O ato público do candidato do PSDB em Tutóia, na quarta-feira (29), foi um fiasco e serviu de chacota na internet pela ausência de público. O candidato tucano tem enfrentado o mesmo problema em quase todos os municípios por onde já se aventurou em pedir votos. Mesmo com o período eleitoral em plena efervescência, Rocha tem uma campanha tímida sem despertar interesse do eleitor, como mostram as pesquisas sobre sucessão estadual, onde seu percentual de intenção de votos nunca ultrapassa os 3%.
A candidata Maura Jorge apostou todas as fichas na popularidade do candidato a presidente da República Jair Bolsonaro e na aliança com alguns partidos com os quais estava em negociação, mas a aproximação com o representante da extrema direita não resultou em melhoria do seu desempenho nas pesquisas, onde sempre aparece empatada com o tucano.

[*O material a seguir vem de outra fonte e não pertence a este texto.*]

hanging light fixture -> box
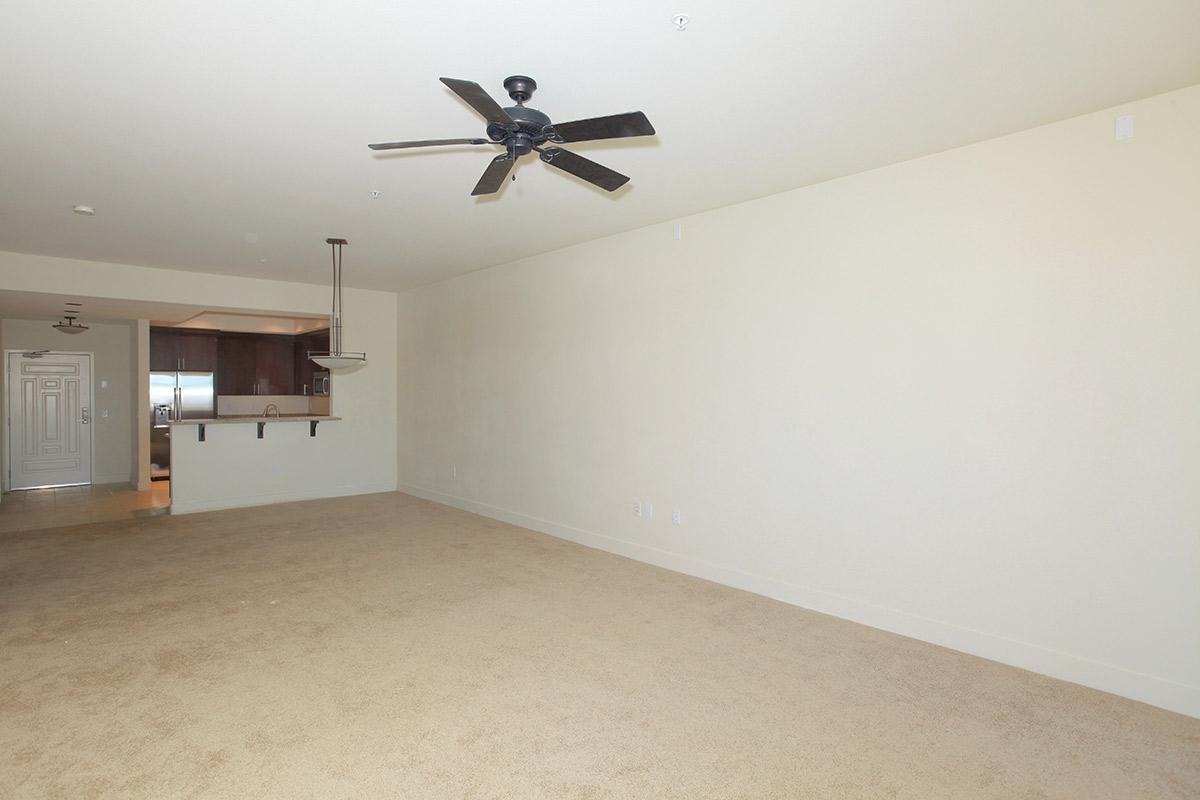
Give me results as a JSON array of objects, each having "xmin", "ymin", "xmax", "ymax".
[
  {"xmin": 52, "ymin": 302, "xmax": 88, "ymax": 333},
  {"xmin": 308, "ymin": 239, "xmax": 367, "ymax": 369}
]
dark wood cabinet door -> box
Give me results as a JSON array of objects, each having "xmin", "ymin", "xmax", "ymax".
[
  {"xmin": 217, "ymin": 333, "xmax": 258, "ymax": 395},
  {"xmin": 179, "ymin": 333, "xmax": 217, "ymax": 372},
  {"xmin": 150, "ymin": 327, "xmax": 180, "ymax": 372},
  {"xmin": 293, "ymin": 330, "xmax": 329, "ymax": 395},
  {"xmin": 254, "ymin": 336, "xmax": 295, "ymax": 395}
]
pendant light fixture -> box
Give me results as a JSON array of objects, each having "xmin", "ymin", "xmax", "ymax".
[
  {"xmin": 308, "ymin": 239, "xmax": 367, "ymax": 369},
  {"xmin": 52, "ymin": 302, "xmax": 88, "ymax": 333}
]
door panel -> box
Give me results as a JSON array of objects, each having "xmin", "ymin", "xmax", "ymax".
[
  {"xmin": 7, "ymin": 353, "xmax": 91, "ymax": 489},
  {"xmin": 217, "ymin": 333, "xmax": 254, "ymax": 395}
]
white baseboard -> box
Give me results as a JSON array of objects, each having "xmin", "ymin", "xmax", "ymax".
[
  {"xmin": 170, "ymin": 483, "xmax": 396, "ymax": 515},
  {"xmin": 398, "ymin": 485, "xmax": 1200, "ymax": 717}
]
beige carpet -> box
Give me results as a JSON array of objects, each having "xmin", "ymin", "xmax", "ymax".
[{"xmin": 0, "ymin": 494, "xmax": 1200, "ymax": 800}]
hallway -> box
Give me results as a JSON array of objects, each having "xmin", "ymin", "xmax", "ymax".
[{"xmin": 0, "ymin": 481, "xmax": 170, "ymax": 534}]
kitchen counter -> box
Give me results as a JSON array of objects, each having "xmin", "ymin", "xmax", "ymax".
[{"xmin": 172, "ymin": 414, "xmax": 342, "ymax": 425}]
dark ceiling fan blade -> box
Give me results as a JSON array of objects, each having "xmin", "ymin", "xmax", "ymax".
[
  {"xmin": 547, "ymin": 112, "xmax": 654, "ymax": 142},
  {"xmin": 540, "ymin": 148, "xmax": 629, "ymax": 192},
  {"xmin": 367, "ymin": 139, "xmax": 499, "ymax": 150},
  {"xmin": 439, "ymin": 78, "xmax": 517, "ymax": 131},
  {"xmin": 470, "ymin": 152, "xmax": 517, "ymax": 197}
]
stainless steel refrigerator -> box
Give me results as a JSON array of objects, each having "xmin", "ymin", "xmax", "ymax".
[{"xmin": 150, "ymin": 372, "xmax": 216, "ymax": 479}]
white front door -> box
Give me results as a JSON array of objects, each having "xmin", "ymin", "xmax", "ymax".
[{"xmin": 7, "ymin": 353, "xmax": 91, "ymax": 489}]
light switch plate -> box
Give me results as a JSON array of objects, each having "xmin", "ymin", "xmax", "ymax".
[{"xmin": 1115, "ymin": 114, "xmax": 1134, "ymax": 142}]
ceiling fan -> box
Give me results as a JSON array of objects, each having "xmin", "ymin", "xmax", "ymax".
[{"xmin": 367, "ymin": 76, "xmax": 654, "ymax": 196}]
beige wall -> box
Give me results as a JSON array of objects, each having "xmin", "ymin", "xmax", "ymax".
[
  {"xmin": 0, "ymin": 252, "xmax": 397, "ymax": 510},
  {"xmin": 0, "ymin": 319, "xmax": 137, "ymax": 488},
  {"xmin": 398, "ymin": 86, "xmax": 1200, "ymax": 715}
]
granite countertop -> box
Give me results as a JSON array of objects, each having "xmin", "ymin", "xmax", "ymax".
[{"xmin": 172, "ymin": 414, "xmax": 342, "ymax": 425}]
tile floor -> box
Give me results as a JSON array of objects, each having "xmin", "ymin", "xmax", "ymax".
[{"xmin": 0, "ymin": 481, "xmax": 170, "ymax": 533}]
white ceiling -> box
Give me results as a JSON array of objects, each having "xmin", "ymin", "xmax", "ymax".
[
  {"xmin": 0, "ymin": 289, "xmax": 329, "ymax": 333},
  {"xmin": 0, "ymin": 0, "xmax": 1200, "ymax": 289}
]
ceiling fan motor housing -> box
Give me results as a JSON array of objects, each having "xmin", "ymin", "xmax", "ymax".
[
  {"xmin": 504, "ymin": 76, "xmax": 538, "ymax": 106},
  {"xmin": 487, "ymin": 104, "xmax": 550, "ymax": 156}
]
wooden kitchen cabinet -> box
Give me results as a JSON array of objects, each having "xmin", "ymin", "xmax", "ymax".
[
  {"xmin": 254, "ymin": 336, "xmax": 298, "ymax": 395},
  {"xmin": 292, "ymin": 330, "xmax": 329, "ymax": 395},
  {"xmin": 217, "ymin": 333, "xmax": 257, "ymax": 395},
  {"xmin": 150, "ymin": 327, "xmax": 217, "ymax": 372},
  {"xmin": 150, "ymin": 327, "xmax": 329, "ymax": 395}
]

Para completar, as legenda com as quais estava conversando debandaram para apoiar a candidata da oligarquia e esvaziaram a aliança que ficou restrita aos nanicos PSL e PRTB.
Outra surpresa dessa campanha, que já está entrando em sua reta final, é o esvaziamento das atividades promovidas pela ex-governadora Roseana Sarney em sua tentativa de governar o Estado pela quinta vez. A candidata, conforme revelam os números dos instituo que já sondaram a preferência do eleitorado maranhense, tem potencial para arregimentar 30% dos votos, mas como seus companheiros do consórcio não ajudam, a tendência é que o pleito seja decidido logo no primeiro turno.
Os candidatos da esquerda, Ramon Zapata (PSTU) e Odívio Neto (PSOL), a exemplo de eleições anteriores, participam apenas para marcar posição e difundirem seus ideais.